November 17, 2024

Bits Blog: Microsoft’s Patent Strategy Against Android

When Samsung Electronics blinked last week, Microsoft scored another win in its campaign to strike patent-licensing deals with the makers of smartphones and tablets using Google’s Android software.

Samsung, the largest maker of Android products, will pay Microsoft an undisclosed fee for every smartphone and tablet it makes that uses Google’s free operating system. Previously, Taiwan’s HTC, the second-largest maker of phones using Android, struck a patent-licensing deal with Microsoft.

Free, it seems, has its costs.

Google sees Microsoft as the ringleader in a shady cabal of competitors – “a hostile, organized campaign against Android by Microsoft, Oracle, Apple and other companies, waged through bogus patents,” David Drummond, Google’s chief legal officer, wrote in a blog post.

Not surprisingly, Microsoft views things differently. In an interview last Friday, Brad Smith, the company’s general counsel, said what is happening with patents in the smartphone market is merely a rerun of similar episodes in the past.

When Microsoft moved beyond personal computers into corporate, data-center computing, it licensed technology from its predecessors in the business market. In the last decade, Mr. Smith said, Microsoft has paid $4.5 billion in licensing fees to companies including I.B.M., Hewlett-Packard, Sun Microsystems (now part of Oracle), Cisco and Silicon Graphics.

“That’s the way the industry works and has always worked,” Mr. Smith said.

The rise of the smartphone has added a new layer of patent licenses for the cellphone business. The first layer – or “stack” of technology – was the basic radio technology for cellular communication.

The largest patent beneficiary in the radio layer is the leader in that technology, Qualcomm. The company collects about $20 on every smartphone produced, Mr. Smith estimates.

The second layer was media technology, allowing music and video to play on modern smartphones. Those patent-licensing fees are about $3 to $5 a phone, and go to a variety of companies, Mr. Smith said.

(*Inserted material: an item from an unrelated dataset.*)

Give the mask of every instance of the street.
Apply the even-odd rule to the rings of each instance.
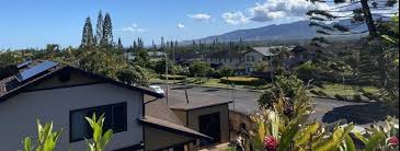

The next layer, he said, is the software layer – the computing operating systems that animate smartphones. The companies that have been working on that technology for years, like Apple and Microsoft, went first and developed software ideas that Android builds upon, according to Microsoft and Apple. And Android uses Java software technology, developed by its Sun unit, Oracle contends.

The inventors, Mr. Smith said, deserve to be compensated through reasonable patent royalties. Their claims have stirred controversy, he concedes, but he points out that was true as well of Qualcomm’s initial efforts to charge licensing fees for its radio technology.

“We’re seeing a licensing regime emerging for the software stack,” Mr. Smith said.

Google says the Microsoft campaign is not just bad for Android, but bad for the industry and consumers as well by substituting litigation and patent deal-making for innovation.

Mr. Smith disagreed. “Patent-licensing regimes allow companies to build on the shoulders of others,” he said. “It allows companies to use technology and ideas, after paying reasonable fees. They can spend their resources on new ideas instead of trying to figure out ways to invent around the work done by others. In that way, patent-licensing is very much pro-innovation.”